Results and Discussion

We developed the GNU-based Virus IDentification (GNUVID) system as a tool that automatically assigns a number to each unique allele of the ten open reading frames (ORFs) of SARS-CoV-2 (Wu, et al. 2020) (Figure 1A). GNUVID compressed the 696,860 ORFs in 69,686 high quality GISAID genomes (Supplementary Table 1) to 37,921 unique alleles in five minutes on a standard desktop, achieving 18-fold compression and losing no information. To create an ST for each isolate GNUVID automatically assigned 35,010 unique ST numbers based on their allelic profile (Supplementary Table 1). We then used a minimum spanning tree (MST) to group STs into larger taxonomic units, clonal complexes (CCs), which we define here as clusters of >20 STs that are single or double allele variants away from a “founder”. Using the goeBURST algorithm (Feil, et al. 2004; Francisco, et al. 2009) to build the MST and identify founders, we found 154 CCs (Figure 1A and Supplementary Table 1).

Figure 1.

Workflow for the GNUVID tool and its compression technique. A. Compression and classification. The tool starts by compressing the database of the 10 ORFs of each of the SARS-CoV-2 genomes to only include a unique sequence for each allele type.

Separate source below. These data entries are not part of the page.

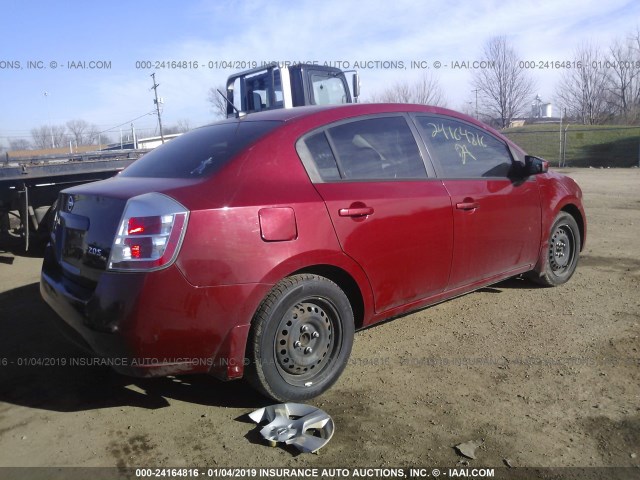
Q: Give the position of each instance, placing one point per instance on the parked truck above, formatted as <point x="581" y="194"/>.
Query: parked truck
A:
<point x="285" y="86"/>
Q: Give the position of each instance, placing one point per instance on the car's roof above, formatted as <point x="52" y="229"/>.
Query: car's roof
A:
<point x="286" y="114"/>
<point x="336" y="112"/>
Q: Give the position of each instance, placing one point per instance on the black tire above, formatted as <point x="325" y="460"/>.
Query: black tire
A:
<point x="563" y="252"/>
<point x="300" y="339"/>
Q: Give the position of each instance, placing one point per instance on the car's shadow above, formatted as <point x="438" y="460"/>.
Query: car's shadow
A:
<point x="35" y="370"/>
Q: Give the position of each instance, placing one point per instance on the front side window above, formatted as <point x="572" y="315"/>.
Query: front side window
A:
<point x="371" y="149"/>
<point x="464" y="151"/>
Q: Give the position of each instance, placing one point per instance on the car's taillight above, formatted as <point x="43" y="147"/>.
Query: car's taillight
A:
<point x="150" y="233"/>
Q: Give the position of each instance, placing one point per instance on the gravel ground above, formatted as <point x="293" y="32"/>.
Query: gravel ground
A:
<point x="542" y="377"/>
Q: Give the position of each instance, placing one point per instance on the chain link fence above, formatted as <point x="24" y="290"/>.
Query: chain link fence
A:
<point x="571" y="145"/>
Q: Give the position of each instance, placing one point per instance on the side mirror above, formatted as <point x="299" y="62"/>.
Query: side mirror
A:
<point x="534" y="165"/>
<point x="355" y="87"/>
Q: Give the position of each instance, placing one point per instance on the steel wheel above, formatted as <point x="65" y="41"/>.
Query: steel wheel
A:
<point x="301" y="338"/>
<point x="308" y="336"/>
<point x="562" y="255"/>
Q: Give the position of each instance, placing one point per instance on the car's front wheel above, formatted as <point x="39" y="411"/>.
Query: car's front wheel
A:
<point x="562" y="254"/>
<point x="301" y="338"/>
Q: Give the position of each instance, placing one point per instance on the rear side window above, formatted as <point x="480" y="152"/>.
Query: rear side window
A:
<point x="464" y="151"/>
<point x="371" y="149"/>
<point x="201" y="152"/>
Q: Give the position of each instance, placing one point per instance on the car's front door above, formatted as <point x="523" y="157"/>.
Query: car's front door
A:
<point x="497" y="218"/>
<point x="389" y="215"/>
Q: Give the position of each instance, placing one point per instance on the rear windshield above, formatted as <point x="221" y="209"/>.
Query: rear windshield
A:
<point x="201" y="152"/>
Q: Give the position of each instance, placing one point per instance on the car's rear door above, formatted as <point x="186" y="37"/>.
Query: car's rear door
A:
<point x="390" y="216"/>
<point x="497" y="217"/>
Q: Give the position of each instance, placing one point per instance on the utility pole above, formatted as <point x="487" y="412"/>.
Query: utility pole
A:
<point x="155" y="90"/>
<point x="476" y="90"/>
<point x="46" y="96"/>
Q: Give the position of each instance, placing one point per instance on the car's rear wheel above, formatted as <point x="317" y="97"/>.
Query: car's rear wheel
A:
<point x="563" y="252"/>
<point x="301" y="338"/>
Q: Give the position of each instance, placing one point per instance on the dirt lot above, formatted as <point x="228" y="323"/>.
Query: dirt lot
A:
<point x="545" y="377"/>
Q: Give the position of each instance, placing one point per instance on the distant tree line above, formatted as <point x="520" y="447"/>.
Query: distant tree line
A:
<point x="74" y="132"/>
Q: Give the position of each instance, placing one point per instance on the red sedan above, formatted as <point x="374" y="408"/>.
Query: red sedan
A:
<point x="256" y="246"/>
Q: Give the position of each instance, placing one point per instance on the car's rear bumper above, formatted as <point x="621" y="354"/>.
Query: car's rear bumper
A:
<point x="156" y="324"/>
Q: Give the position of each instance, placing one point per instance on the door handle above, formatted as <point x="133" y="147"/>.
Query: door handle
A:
<point x="467" y="205"/>
<point x="355" y="212"/>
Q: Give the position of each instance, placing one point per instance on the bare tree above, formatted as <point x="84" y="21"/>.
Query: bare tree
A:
<point x="425" y="91"/>
<point x="503" y="87"/>
<point x="82" y="132"/>
<point x="582" y="91"/>
<point x="19" y="144"/>
<point x="45" y="136"/>
<point x="218" y="104"/>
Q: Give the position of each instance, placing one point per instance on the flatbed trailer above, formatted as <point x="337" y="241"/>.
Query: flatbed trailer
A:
<point x="29" y="188"/>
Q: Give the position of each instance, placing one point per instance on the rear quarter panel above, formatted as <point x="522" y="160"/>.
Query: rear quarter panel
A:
<point x="223" y="244"/>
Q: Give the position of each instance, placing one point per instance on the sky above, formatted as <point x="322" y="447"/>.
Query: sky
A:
<point x="44" y="45"/>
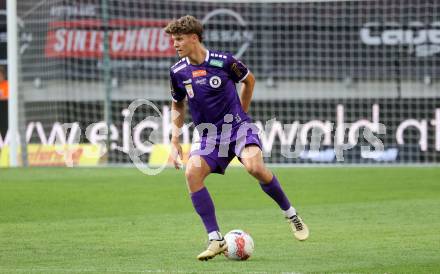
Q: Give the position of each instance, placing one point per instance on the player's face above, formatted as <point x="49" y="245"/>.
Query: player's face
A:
<point x="184" y="43"/>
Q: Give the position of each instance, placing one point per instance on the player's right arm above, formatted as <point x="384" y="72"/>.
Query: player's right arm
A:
<point x="177" y="117"/>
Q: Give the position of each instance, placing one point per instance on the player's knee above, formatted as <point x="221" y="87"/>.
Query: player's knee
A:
<point x="256" y="170"/>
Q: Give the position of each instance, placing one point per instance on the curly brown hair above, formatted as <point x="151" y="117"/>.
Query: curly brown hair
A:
<point x="185" y="25"/>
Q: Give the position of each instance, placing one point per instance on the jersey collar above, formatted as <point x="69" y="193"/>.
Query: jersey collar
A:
<point x="206" y="58"/>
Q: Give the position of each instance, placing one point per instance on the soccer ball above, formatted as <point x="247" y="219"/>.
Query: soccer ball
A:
<point x="240" y="245"/>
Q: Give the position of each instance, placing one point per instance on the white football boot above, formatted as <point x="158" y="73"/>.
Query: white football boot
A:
<point x="215" y="247"/>
<point x="299" y="228"/>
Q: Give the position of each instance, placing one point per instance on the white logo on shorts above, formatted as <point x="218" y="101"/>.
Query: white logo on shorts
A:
<point x="215" y="81"/>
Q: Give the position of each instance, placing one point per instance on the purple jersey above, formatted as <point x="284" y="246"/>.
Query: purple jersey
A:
<point x="210" y="88"/>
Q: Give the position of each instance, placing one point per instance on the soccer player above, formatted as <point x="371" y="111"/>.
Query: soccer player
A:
<point x="207" y="79"/>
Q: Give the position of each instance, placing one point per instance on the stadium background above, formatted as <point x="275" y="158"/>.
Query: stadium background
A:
<point x="308" y="57"/>
<point x="316" y="62"/>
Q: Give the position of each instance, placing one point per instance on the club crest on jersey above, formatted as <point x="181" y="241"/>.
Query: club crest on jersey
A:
<point x="199" y="73"/>
<point x="215" y="81"/>
<point x="216" y="63"/>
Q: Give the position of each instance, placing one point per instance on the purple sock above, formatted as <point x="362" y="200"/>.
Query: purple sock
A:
<point x="204" y="206"/>
<point x="274" y="190"/>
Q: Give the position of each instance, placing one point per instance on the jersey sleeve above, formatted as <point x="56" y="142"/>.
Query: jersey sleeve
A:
<point x="236" y="69"/>
<point x="177" y="94"/>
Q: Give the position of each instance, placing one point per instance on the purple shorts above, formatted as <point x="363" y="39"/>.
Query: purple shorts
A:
<point x="219" y="153"/>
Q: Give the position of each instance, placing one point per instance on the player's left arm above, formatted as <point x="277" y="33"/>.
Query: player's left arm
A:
<point x="246" y="91"/>
<point x="239" y="73"/>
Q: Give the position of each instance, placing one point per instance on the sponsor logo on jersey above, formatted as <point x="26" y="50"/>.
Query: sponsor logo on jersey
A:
<point x="201" y="81"/>
<point x="236" y="70"/>
<point x="199" y="73"/>
<point x="216" y="63"/>
<point x="189" y="90"/>
<point x="215" y="81"/>
<point x="179" y="68"/>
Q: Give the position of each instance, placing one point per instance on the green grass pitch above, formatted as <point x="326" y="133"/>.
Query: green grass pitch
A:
<point x="116" y="220"/>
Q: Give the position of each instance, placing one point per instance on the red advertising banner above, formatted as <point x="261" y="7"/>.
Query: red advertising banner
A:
<point x="127" y="39"/>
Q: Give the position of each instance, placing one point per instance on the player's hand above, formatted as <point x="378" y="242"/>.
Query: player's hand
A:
<point x="176" y="154"/>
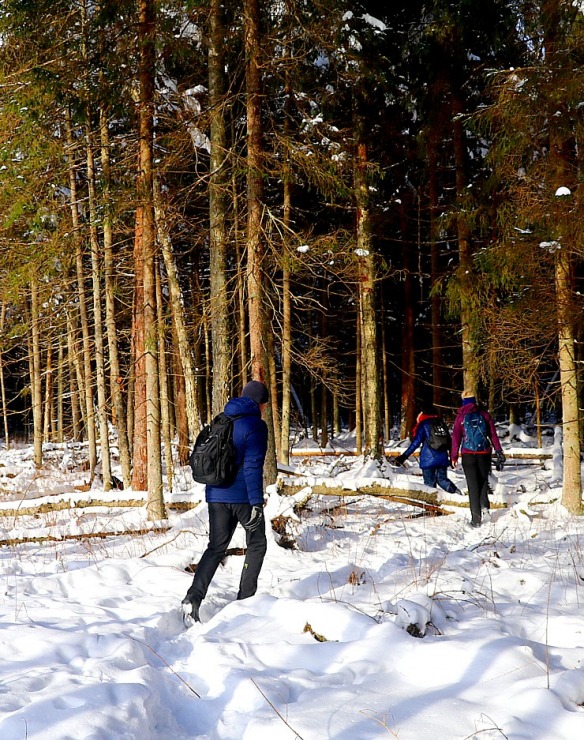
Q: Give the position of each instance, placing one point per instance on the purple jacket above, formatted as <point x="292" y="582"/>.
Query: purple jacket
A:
<point x="458" y="432"/>
<point x="250" y="439"/>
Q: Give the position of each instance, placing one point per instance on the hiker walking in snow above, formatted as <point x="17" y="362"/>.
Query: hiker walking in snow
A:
<point x="432" y="433"/>
<point x="240" y="501"/>
<point x="474" y="434"/>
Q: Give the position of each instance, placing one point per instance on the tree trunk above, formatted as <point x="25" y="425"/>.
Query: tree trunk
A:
<point x="561" y="150"/>
<point x="408" y="394"/>
<point x="147" y="246"/>
<point x="2" y="386"/>
<point x="49" y="395"/>
<point x="218" y="180"/>
<point x="86" y="385"/>
<point x="358" y="385"/>
<point x="116" y="379"/>
<point x="435" y="305"/>
<point x="178" y="318"/>
<point x="36" y="379"/>
<point x="465" y="268"/>
<point x="286" y="284"/>
<point x="102" y="411"/>
<point x="75" y="379"/>
<point x="369" y="365"/>
<point x="572" y="482"/>
<point x="258" y="327"/>
<point x="164" y="400"/>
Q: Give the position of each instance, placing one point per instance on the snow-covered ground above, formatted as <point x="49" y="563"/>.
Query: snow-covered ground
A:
<point x="382" y="622"/>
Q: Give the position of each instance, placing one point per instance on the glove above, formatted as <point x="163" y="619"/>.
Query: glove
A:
<point x="256" y="518"/>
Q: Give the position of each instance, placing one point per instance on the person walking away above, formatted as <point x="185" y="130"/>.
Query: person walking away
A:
<point x="240" y="501"/>
<point x="432" y="434"/>
<point x="475" y="436"/>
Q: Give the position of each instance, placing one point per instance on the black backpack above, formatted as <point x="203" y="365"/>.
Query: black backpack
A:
<point x="212" y="459"/>
<point x="476" y="432"/>
<point x="438" y="436"/>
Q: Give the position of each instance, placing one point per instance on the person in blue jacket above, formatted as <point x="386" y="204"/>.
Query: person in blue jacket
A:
<point x="240" y="502"/>
<point x="433" y="462"/>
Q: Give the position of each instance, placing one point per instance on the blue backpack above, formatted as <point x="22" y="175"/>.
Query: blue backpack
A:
<point x="476" y="436"/>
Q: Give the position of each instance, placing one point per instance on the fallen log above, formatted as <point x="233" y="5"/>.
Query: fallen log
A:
<point x="80" y="537"/>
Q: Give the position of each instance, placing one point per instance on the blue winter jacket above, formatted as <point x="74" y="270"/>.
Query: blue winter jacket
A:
<point x="429" y="458"/>
<point x="250" y="439"/>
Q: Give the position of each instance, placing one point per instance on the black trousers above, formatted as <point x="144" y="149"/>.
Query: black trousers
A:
<point x="476" y="471"/>
<point x="223" y="519"/>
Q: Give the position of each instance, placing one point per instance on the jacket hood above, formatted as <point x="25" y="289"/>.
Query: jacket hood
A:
<point x="242" y="406"/>
<point x="466" y="408"/>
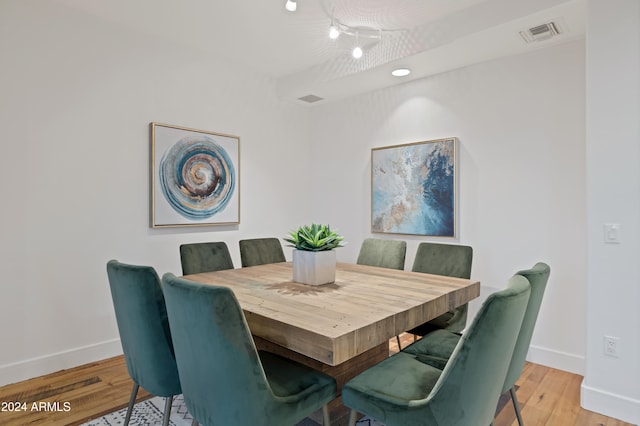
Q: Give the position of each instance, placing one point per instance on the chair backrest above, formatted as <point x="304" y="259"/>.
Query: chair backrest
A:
<point x="451" y="260"/>
<point x="470" y="385"/>
<point x="538" y="277"/>
<point x="144" y="330"/>
<point x="205" y="257"/>
<point x="260" y="251"/>
<point x="382" y="252"/>
<point x="223" y="381"/>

The tool then uses a whole genome multilocus sequence typing (wgMLST) approach by assigning an allele number to each gene nucleotide sequence in the virus’s genome creating a sequence type (ST) which is codified as the sequence of allele numbers for each of the ten genes in the viral genome. The STs are then linked into clearly defined clonal complexes (CCs) using goeBURST . B. Training a machine learning classifier. The CC-labelled genomes are then aligned to the SARS-CoV-2 reference genome (MN908947.3) and single nucleotide polymorphisms (SNPs) are called. The SNP matrix is then one-hot encoded and used to train a random forest classifier. The training followed a 5-fold cross-validation approach to assess the prediction capabilities of GNUVID according to four statistics (accuracy, precision, recall and F-score). TP, TN, FP and FN are true positives, true negatives, false positives and false negatives, respectively. C. New Genome classification by exact matching or prediction. GNUVID first tries to match each of the 10 ORFs from a query SARS-CoV-2 genome to an exact match in the compressed database to define an ST, and matches that to any associated CC. If no exact match is found due to novelty or ambiguity in any of the 10 ORFs, the query genome is aligned to the reference, one-hot encoded and a CC is predicted by the trained classifier. A report is then created showing the allele number of each ORF, ST, CC and a probability of membership in the CC. D. Map of SARS-CoV-2 virus genome showing the length in base pairs (bp) of the ten ORFs and numbers of alleles in the current database 69,686 isolates. The majority of the identified 37,921 unique alleles (69%) are for ORF1ab which represents 71% of the genome length. Strikingly, the two highest ratios (number of alleles/ORF length) are for the nucleocapsid protein (2.2) and ORF3a (2.1) while the spike protein had a ratio of 1.32.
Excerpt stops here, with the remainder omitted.